Minister Njie said domestic borrowing is projected to increase to D3.9 billion in 2020 compared to D1.236 billion in 2019.

“The economy is anticipated to grow by 4.0% in 2019 compared to an actual real growth of 6.5% in 2018. The decline in growth is as a result of anticipated setbacks in both agriculture and services sectors,” he added.

He said gross domestic product is anticipated to grow by 40% in 2019 compared to an actual outturn of 6.5% in 2018, adding that the agriculture sector is anticipated to experience contraction in 2019 due primarily to poor performance from two important subsectors: crops and livestock.

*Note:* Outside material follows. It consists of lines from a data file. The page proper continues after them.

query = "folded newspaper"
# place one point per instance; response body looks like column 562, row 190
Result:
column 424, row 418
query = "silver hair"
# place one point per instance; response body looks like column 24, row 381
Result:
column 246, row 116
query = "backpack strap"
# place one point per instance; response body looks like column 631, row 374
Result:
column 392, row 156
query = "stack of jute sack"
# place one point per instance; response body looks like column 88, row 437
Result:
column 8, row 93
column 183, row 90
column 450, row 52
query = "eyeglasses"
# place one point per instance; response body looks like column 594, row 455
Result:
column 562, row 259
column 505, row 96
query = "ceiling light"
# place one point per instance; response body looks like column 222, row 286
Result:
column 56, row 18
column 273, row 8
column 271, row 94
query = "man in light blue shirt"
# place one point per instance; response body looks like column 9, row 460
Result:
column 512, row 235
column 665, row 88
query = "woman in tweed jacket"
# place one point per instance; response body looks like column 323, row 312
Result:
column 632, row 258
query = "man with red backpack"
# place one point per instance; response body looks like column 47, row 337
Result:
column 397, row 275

“The ministry of finance and economic affairs has implemented strong budget execution guidelines for 2019 which has helped in minimising budgetary reallocation and augmentations, and in turn, improved ministries’ compliance to spend within their envelope. As of end 2018, Net Domestic Borrowing (NDB) was less than D3.4 billion, which is approximately 4% of nominal GDP,” he said.

He said the country’s non-realisation of NDB target of 1% of GDP was primarily as a result of the non-disbursement of budget support from its development partners.

“Although a total of D3.4 billion was factored as budget support, only the EU component of 25 million Euros was received, and critically, this was received in 2019 instead of 2018. The projected budget support from the EU and the World Bank, which comprises the bulk of our estimated support for this year, have not materialise as at end of September,” he added.

“In addition, we are also in advanced negotiations with the French Government for potential budget support of the tune of 2 million euros. We nevertheless still expect the EU (22 million euros) support before the end of the year,” he said.

He said the World Bank budget support is unlikely to materialise due to slippages emanating from the non-realisation of certain development policy operation targets.

He said total expenditure including externally finance capital expenditure and net lending has reached around D14.1 billion as of September 2019 more than the 2018 figure of D13.6 billion.

The 2020 budget, he added, also features an innovative developmental model referred to as the emergency community development programme (ECDP). “The ECDP will be implemented through local councils, and it aims to improve access to basic social services for rural populations through the establishment of socio-economic infrastructures,” he stressed.